13 just doesn't make the cut !

One more special property for nos with only 1s as digits --

11^2 = 11

111^2 = 12321

1111 ^ 2 = 1234321

11111 ^ 2 = 123454321

Ishaan Singhal on September 30th, 2010 at 4:42 am

Hey gurpreet thanks for the amazing technique to solve the numerical.

It does answer divya's query as well. I tried solving for 13^13 and got the tens and units place correctly. 5 and 3 in tens and units place respectively. takes 30-35 secs to solve it.

Cheerz!!!

Divya on September 30th, 2010 at 4:59 pm

Hey Nik, thanks for your pattern spotting technique. If I follow that, then 11^13= <> * (10+1). So for the tens digit, it will be the tens digit of the 12th power + 1. Now how do i know what the tens digit of the 12th power is? Still no luck

Well i have brooded over this so much that I will probably remm this one, but still cannot find a simpler method to solve such problems...say find the tens digit of 14^24...NO CLUE

Brian Galvin on September 30th, 2010 at 5:51 pm

Hey Divya - good point...and know that they'd never ask you about 14^24 - they're only going to ask you about patterns that you could theoretically find within 2 minutes. 11 is a unique enough number that it has a pretty manageable pattern, so that's why they might ask you for something like this.

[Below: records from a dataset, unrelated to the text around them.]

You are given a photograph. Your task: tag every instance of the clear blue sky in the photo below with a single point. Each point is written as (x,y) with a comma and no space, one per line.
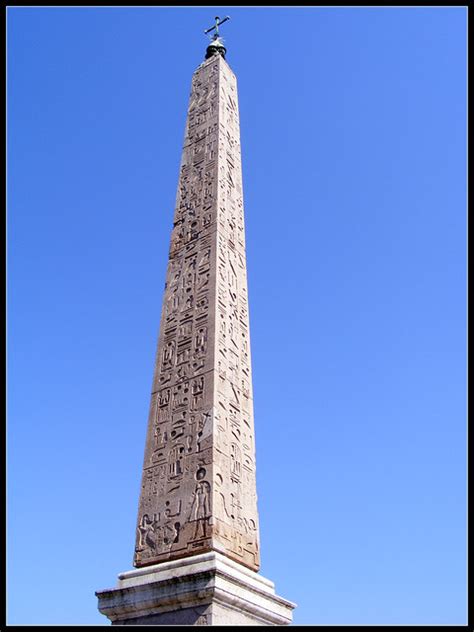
(353,127)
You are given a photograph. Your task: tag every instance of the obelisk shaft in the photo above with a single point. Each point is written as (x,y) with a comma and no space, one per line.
(198,487)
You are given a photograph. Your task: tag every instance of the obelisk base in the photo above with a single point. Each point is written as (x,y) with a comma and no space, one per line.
(205,589)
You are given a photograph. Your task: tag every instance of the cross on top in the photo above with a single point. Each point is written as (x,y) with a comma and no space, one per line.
(216,26)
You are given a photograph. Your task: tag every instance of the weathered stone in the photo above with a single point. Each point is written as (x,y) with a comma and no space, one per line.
(198,488)
(197,539)
(206,589)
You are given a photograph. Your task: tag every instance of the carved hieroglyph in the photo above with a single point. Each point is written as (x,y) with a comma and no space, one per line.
(198,488)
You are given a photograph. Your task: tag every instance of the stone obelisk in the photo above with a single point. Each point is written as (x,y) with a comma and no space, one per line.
(197,539)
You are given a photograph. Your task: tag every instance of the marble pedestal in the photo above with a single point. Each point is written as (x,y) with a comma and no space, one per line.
(205,589)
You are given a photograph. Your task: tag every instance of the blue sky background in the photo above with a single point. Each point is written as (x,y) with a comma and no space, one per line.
(353,127)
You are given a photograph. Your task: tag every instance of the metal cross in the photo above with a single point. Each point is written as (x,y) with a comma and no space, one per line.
(216,26)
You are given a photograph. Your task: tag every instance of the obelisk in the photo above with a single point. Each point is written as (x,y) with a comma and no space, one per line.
(197,538)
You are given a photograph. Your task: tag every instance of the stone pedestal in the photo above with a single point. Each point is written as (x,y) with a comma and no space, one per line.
(205,589)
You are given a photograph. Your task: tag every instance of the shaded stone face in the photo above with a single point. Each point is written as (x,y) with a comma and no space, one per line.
(198,488)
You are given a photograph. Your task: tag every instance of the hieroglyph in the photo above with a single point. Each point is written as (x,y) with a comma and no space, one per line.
(198,488)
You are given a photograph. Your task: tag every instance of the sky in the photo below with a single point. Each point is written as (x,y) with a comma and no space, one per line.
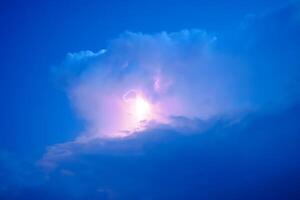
(150,99)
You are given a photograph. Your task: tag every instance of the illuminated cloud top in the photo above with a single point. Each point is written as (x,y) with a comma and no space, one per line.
(140,78)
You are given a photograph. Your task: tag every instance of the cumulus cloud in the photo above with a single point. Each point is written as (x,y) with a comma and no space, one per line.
(179,74)
(195,82)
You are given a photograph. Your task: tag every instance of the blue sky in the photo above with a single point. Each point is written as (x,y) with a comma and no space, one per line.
(232,68)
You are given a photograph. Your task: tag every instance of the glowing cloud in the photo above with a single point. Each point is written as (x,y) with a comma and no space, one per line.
(141,78)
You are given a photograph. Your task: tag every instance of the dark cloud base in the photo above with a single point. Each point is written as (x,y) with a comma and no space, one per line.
(256,158)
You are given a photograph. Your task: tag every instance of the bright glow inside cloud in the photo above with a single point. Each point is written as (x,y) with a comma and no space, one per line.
(141,78)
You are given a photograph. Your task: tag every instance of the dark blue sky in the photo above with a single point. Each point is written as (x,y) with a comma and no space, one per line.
(35,37)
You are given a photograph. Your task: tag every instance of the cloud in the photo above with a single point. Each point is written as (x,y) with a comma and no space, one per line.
(191,79)
(220,127)
(175,72)
(243,160)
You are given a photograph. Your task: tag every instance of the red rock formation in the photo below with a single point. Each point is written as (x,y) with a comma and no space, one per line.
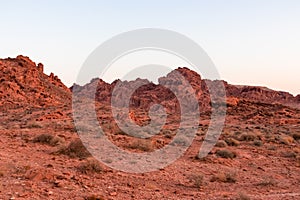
(23,83)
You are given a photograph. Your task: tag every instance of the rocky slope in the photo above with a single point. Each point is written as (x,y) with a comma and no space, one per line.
(23,83)
(256,157)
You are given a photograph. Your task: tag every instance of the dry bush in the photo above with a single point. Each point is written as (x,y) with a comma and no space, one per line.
(232,142)
(197,179)
(296,136)
(225,153)
(95,197)
(221,143)
(289,154)
(49,139)
(34,125)
(247,137)
(257,143)
(267,181)
(90,165)
(141,144)
(242,196)
(286,139)
(74,150)
(228,177)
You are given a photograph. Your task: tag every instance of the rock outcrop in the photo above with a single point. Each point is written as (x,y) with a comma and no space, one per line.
(23,83)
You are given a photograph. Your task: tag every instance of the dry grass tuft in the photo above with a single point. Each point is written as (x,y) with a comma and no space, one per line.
(197,179)
(142,145)
(228,177)
(90,165)
(232,142)
(225,153)
(48,139)
(74,150)
(247,137)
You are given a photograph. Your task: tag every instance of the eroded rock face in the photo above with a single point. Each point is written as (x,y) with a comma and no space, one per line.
(171,85)
(23,83)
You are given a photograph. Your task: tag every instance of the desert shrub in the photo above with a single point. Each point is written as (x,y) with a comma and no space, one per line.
(225,153)
(94,197)
(232,142)
(296,136)
(181,140)
(221,143)
(228,177)
(49,139)
(257,143)
(247,137)
(34,125)
(285,139)
(197,179)
(243,196)
(90,165)
(272,147)
(289,154)
(266,181)
(74,150)
(142,144)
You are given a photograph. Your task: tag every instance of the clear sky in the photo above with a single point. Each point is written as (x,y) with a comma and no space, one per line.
(254,42)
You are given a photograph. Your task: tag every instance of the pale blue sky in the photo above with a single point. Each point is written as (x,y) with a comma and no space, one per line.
(255,42)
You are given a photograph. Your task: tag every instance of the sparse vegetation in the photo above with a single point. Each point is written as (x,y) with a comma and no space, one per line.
(142,144)
(247,137)
(225,153)
(228,177)
(90,165)
(197,179)
(286,139)
(221,143)
(48,139)
(296,136)
(267,181)
(74,150)
(34,125)
(243,196)
(257,143)
(232,142)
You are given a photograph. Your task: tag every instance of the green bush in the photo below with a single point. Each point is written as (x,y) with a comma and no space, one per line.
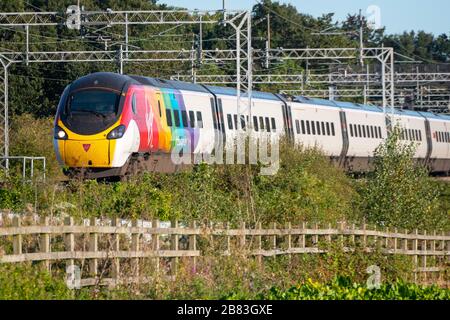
(342,288)
(399,192)
(27,282)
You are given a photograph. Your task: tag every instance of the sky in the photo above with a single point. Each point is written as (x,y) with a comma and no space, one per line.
(396,15)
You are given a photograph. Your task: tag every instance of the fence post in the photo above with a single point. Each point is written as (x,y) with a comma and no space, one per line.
(155,243)
(364,236)
(116,248)
(17,239)
(353,239)
(395,240)
(45,242)
(259,242)
(405,242)
(193,244)
(442,258)
(228,238)
(69,241)
(303,239)
(242,236)
(174,247)
(135,247)
(274,236)
(434,259)
(341,237)
(329,234)
(387,239)
(416,256)
(93,247)
(316,236)
(289,239)
(424,250)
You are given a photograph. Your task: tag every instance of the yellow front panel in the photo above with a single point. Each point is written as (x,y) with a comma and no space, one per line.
(94,153)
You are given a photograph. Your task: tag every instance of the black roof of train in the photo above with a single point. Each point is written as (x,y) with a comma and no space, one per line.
(118,81)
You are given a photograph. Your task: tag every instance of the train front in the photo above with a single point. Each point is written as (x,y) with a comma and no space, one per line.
(90,136)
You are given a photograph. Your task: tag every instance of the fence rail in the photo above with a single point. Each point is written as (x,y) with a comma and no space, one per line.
(51,241)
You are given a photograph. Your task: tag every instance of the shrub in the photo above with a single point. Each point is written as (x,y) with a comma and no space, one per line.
(342,288)
(399,192)
(27,282)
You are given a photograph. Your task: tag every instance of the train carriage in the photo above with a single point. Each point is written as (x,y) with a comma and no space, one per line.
(111,125)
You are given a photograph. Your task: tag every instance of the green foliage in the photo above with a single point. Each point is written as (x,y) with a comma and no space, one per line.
(342,288)
(29,282)
(399,192)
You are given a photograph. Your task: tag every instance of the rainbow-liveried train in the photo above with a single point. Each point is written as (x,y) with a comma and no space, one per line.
(109,125)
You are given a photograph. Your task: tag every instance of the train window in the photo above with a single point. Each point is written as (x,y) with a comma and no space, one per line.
(267,124)
(184,118)
(261,123)
(255,123)
(318,127)
(243,124)
(169,117)
(199,119)
(192,119)
(133,103)
(159,108)
(230,122)
(176,116)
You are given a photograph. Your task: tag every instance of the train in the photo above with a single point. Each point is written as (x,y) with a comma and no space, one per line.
(114,125)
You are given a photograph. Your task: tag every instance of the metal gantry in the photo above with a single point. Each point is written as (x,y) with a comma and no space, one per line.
(74,18)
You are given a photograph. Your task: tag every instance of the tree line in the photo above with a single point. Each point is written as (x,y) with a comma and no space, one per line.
(36,88)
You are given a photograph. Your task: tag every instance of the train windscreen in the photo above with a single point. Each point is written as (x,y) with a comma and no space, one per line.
(91,111)
(94,101)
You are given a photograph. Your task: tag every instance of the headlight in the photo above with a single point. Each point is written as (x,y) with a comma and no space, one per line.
(117,133)
(60,134)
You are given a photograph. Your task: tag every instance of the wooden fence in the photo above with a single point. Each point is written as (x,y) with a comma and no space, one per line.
(124,245)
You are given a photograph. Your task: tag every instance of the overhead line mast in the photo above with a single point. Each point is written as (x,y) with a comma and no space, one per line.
(75,18)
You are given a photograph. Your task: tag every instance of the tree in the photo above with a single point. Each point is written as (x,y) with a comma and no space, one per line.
(398,192)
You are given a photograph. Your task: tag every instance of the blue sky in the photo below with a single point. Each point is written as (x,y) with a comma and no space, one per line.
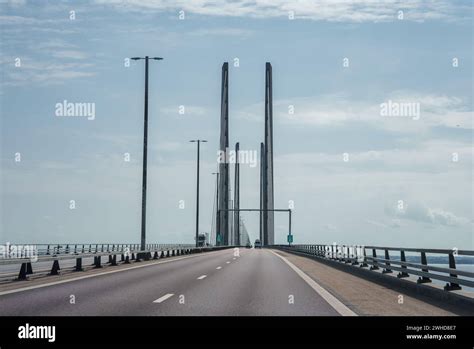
(337,111)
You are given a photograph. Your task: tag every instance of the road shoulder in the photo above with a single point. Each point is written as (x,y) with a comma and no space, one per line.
(362,296)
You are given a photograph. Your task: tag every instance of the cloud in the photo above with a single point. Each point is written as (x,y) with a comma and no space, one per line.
(70,54)
(418,212)
(336,110)
(34,71)
(222,32)
(322,10)
(394,223)
(329,226)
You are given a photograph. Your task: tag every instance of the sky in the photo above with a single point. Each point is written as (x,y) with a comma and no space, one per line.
(352,173)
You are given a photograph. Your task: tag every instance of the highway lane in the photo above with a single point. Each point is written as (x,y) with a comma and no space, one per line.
(213,283)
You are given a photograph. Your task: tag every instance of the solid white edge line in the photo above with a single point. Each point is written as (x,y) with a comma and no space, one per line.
(163,298)
(94,275)
(332,301)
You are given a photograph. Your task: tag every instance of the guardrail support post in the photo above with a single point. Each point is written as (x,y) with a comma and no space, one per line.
(78,265)
(55,269)
(114,260)
(97,260)
(452,286)
(387,269)
(355,255)
(22,273)
(424,279)
(374,262)
(403,259)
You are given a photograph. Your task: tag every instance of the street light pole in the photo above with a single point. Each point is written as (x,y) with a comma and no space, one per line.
(198,141)
(145,144)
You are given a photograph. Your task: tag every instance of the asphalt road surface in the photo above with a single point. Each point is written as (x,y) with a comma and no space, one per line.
(258,282)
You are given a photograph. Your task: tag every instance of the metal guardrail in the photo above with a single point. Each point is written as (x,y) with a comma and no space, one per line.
(357,256)
(28,254)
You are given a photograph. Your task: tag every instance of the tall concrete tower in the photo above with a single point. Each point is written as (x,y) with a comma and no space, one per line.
(236,230)
(222,236)
(268,202)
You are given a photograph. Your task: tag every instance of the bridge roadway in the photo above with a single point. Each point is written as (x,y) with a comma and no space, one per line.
(258,282)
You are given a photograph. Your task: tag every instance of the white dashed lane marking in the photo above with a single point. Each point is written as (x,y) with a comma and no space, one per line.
(165,297)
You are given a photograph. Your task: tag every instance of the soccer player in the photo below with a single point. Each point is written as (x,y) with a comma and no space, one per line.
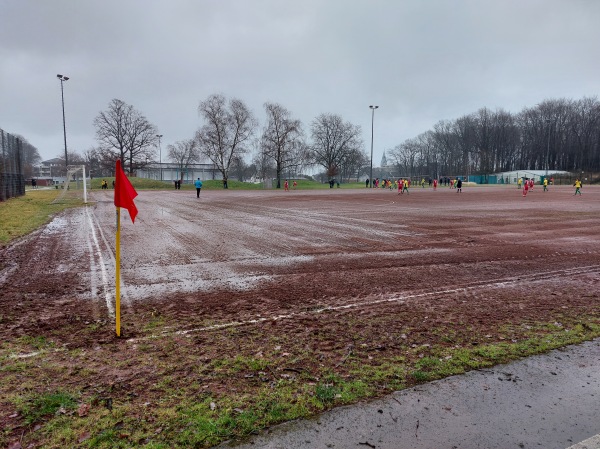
(577,187)
(405,189)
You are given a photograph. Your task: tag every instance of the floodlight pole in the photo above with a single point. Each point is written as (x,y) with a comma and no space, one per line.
(372,121)
(548,149)
(62,95)
(159,155)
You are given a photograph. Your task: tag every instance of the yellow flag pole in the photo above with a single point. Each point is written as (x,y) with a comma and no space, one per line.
(118,275)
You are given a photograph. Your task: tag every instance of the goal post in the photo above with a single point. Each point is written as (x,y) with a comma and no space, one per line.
(74,186)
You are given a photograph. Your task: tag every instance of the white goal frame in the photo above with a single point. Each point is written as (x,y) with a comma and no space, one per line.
(73,170)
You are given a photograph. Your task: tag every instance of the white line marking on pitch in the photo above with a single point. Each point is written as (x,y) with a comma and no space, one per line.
(107,295)
(400,299)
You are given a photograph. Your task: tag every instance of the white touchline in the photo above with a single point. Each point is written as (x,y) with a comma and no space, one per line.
(109,306)
(112,257)
(93,283)
(400,299)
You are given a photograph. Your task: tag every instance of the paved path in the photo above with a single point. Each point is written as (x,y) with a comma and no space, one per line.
(550,401)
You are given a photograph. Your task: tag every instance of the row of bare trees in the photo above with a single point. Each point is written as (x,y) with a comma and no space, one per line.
(229,133)
(555,135)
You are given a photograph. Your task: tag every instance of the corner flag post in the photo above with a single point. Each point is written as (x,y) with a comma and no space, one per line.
(124,195)
(118,275)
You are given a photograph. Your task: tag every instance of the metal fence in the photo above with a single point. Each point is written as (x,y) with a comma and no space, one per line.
(12,179)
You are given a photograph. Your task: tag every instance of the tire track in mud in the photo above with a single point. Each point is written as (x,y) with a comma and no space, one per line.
(402,298)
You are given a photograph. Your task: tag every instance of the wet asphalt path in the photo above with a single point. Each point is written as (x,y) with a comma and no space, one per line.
(550,401)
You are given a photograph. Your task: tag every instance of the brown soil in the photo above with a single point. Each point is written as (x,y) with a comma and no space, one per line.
(307,277)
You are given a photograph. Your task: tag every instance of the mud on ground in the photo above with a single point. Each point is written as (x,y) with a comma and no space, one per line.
(235,291)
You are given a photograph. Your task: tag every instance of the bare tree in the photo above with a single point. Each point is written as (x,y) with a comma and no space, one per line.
(333,142)
(184,153)
(127,131)
(226,133)
(282,139)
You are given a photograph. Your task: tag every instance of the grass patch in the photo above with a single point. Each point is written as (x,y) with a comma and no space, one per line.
(37,408)
(22,215)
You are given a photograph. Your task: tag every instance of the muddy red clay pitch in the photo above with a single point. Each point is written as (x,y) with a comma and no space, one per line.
(310,263)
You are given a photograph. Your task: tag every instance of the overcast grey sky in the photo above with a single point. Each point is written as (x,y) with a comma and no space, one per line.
(421,61)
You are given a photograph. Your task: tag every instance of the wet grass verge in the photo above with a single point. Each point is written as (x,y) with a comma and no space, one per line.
(200,390)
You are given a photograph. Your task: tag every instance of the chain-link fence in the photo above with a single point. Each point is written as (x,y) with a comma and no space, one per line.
(12,179)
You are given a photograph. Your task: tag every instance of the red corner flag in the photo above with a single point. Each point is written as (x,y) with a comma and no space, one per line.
(124,192)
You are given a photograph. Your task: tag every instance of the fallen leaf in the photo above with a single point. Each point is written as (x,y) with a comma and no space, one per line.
(83,410)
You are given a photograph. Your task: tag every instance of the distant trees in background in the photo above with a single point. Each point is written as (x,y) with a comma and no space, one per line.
(226,133)
(336,146)
(283,141)
(555,134)
(184,153)
(124,133)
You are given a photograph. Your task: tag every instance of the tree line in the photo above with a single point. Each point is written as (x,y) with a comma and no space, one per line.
(555,135)
(228,134)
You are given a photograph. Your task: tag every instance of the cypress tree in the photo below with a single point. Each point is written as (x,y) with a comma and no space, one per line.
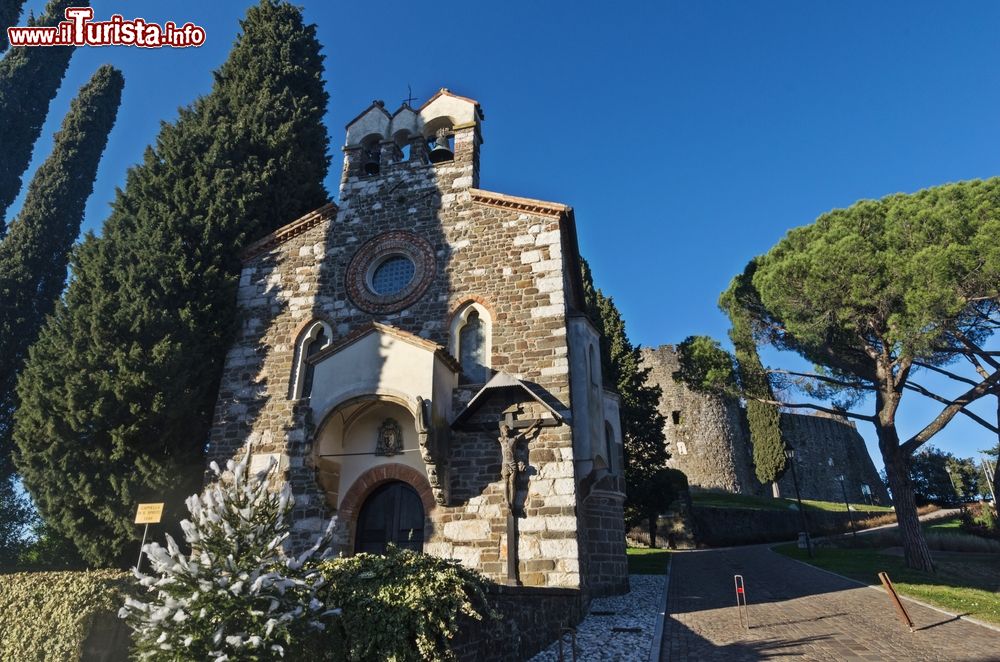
(29,79)
(34,254)
(10,11)
(118,392)
(650,484)
(763,419)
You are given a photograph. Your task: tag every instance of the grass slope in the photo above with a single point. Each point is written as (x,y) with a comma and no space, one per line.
(643,561)
(740,501)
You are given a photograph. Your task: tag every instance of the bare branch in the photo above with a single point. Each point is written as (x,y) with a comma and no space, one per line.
(822,378)
(950,411)
(808,405)
(917,388)
(948,373)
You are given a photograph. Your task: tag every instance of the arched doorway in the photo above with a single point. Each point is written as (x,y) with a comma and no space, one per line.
(392,513)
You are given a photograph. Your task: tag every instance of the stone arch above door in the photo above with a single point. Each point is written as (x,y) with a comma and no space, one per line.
(371,480)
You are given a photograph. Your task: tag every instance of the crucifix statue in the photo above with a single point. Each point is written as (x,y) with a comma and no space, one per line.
(512,431)
(512,467)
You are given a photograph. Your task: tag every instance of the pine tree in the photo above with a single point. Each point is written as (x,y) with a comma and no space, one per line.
(650,484)
(29,80)
(34,254)
(118,392)
(10,11)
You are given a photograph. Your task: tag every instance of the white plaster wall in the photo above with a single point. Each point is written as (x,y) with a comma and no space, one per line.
(377,364)
(361,437)
(612,415)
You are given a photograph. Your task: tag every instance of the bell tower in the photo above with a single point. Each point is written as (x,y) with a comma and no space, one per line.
(441,138)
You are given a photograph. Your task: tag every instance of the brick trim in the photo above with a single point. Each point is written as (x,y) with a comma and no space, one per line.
(350,505)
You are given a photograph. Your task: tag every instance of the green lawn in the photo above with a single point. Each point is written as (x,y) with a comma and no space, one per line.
(967,584)
(723,500)
(642,561)
(951,525)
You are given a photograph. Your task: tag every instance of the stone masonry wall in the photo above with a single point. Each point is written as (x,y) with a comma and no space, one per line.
(825,448)
(715,435)
(705,435)
(509,258)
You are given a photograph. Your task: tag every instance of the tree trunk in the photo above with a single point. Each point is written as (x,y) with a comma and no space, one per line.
(996,462)
(915,550)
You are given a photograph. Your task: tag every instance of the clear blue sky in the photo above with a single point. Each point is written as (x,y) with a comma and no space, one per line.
(689,136)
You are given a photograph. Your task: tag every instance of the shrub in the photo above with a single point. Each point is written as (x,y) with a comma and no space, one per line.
(236,596)
(979,520)
(402,606)
(48,615)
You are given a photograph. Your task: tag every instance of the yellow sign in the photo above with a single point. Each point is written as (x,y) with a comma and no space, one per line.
(149,513)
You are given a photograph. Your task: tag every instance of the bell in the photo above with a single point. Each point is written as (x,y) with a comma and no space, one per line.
(441,151)
(371,162)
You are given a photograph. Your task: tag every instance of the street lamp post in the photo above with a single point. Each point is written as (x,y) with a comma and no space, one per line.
(850,514)
(954,486)
(790,454)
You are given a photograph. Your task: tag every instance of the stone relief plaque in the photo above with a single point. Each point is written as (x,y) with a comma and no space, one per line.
(390,438)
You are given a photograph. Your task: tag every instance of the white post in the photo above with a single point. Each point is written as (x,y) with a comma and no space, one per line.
(141,545)
(988,472)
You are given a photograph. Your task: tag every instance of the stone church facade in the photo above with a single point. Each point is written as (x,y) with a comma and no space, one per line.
(709,440)
(417,360)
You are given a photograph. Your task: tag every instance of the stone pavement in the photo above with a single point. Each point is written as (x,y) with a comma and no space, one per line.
(797,611)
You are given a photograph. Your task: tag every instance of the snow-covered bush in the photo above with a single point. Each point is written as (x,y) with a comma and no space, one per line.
(236,596)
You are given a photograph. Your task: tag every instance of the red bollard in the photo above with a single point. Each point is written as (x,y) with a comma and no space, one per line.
(741,601)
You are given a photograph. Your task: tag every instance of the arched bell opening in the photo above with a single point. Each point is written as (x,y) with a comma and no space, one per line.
(440,136)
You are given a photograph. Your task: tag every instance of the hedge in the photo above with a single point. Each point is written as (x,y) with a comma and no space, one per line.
(47,615)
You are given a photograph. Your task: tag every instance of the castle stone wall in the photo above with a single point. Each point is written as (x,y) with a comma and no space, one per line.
(705,434)
(709,440)
(825,448)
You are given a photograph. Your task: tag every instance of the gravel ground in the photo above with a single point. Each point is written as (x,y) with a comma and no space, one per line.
(596,638)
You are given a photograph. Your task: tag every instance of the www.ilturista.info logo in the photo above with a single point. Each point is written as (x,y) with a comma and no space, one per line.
(80,30)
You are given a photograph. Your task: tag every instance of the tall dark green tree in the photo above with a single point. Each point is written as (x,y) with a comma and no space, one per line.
(34,254)
(118,392)
(763,418)
(879,292)
(10,11)
(29,80)
(651,486)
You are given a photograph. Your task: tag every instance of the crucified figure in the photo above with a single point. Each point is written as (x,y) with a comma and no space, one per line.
(511,465)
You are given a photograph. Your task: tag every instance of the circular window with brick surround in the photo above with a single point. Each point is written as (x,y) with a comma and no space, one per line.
(390,272)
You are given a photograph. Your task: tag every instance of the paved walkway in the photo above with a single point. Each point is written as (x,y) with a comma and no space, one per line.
(797,611)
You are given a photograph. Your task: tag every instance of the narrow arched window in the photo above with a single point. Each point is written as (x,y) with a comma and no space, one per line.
(609,445)
(472,349)
(315,338)
(471,342)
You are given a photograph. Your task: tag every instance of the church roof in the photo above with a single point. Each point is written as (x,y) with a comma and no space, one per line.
(528,205)
(501,381)
(444,91)
(289,231)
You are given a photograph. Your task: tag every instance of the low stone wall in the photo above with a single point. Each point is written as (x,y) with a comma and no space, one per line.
(722,527)
(530,619)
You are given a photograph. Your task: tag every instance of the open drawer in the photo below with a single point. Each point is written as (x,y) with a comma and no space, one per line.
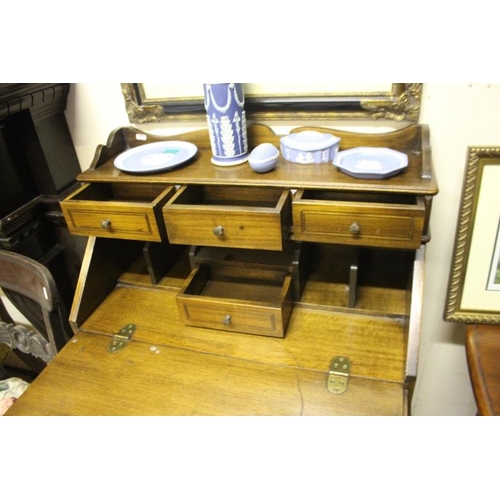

Keep in mind - the GMAT is testing your problem solving ability, so they're only going to include problems in which that ability can be put to use. They'll get creative to find awkward situations in which it may not look like it's possible to find an elegant solution, but on ANY GMAT problem there's going to be an efficient way.

Ishaan Singhal on September 30th, 2010 at 6:06 pm

Hey brian thanks for the great question. But like i said before the method used by gurpreet singh can be used to solve this numerical as well. we dont have to look for a pattern always.

For eg:- I will solve divya's problem itself

What is unit's place and Tens place of 14^24

Sol:-

We can get the units place and tens place if we find the remainder when we divide the given number by 100.

Let n = 14^24 = (14^2)^12 = 196^12

Remainder of n when divided by 100 = 96^12 = (96^2)^6 = (xx16)^6.......... we dont need the digits on hundreds place and henceforth

Remainder of (xx16)^6 when divided by 100 = 16^6 = (16^2)^3 = 256^3

Remainder of 256^3 when divided by 100 = 56^3 = (56*56)*56 = (xx36)*56 = (xxxx16)

remainder of xxxx16 when divided by 100 = 16

hence the digit in units place = 6

digit in tens place = 1

Actual value of 14^24 = 3,214,199,700,417,740,936,751,087,616

We can check the same for other questions also.

Ishaan

Divya on September 30th, 2010 at 8:15 pm

Thanks Brian and Ishaan, that was goooood Btw Ishaan tht method is quite good, i tried it for a few numbers and it works. Its good to know, is it called something and can i read abt it somewhere?

Thanks Again!!!

Ishaan Singhal on September 30th, 2010 at 10:52 pm

Hey divya,

I really dunno what do we call the technique. It is just a methodology to find the value at units place. Though i can explain you the idea behind it.

Let us assume i give you a number 23 and ask you what is the tens place in this. You will promptly say that it is 2. Now tell me what is the remainder if i divide 23 by 100. It is 23. So that's how you get the answer. Suppose i ask you what is the digit in hundred's place of 1568. Try finding the remainder when u divide 1568 by 1000. It is 568. So there we have the digit at hundred's place.

Like Brian said, I doubt at GMAT they will ask very tough numbers.

@Brian how about making this technique in a video and sharing with the people. I am sure loads of people will love to know this.

Ishaan

Brian Galvin on October 1st, 2010 at 4:41 pm

Hey Ishaan,

I love it - yeah, let me figure out the best way to share it. Would you mind if I wrote it up as a blog post if I credit you and Gurpreet in the post?

Like you said, the GMAT probably wouldn't test this without a really precise selection of numbers since it does still involve multiple items of 2-digit by 2-digit multiplication which they don't tend to require much, but the theory behind the method is terrific and I know that they've tested 11s before so it's in the realm of fair game.

Thanks!

Brian

Ishaan Singhal on October 1st, 2010 at 4:45 pm

Hey Brian,

Sure, make it as a blog and share with people. It's all about sharing of knowledge, isn't?

Looking forward to the blog.

Thanks,

Ishaan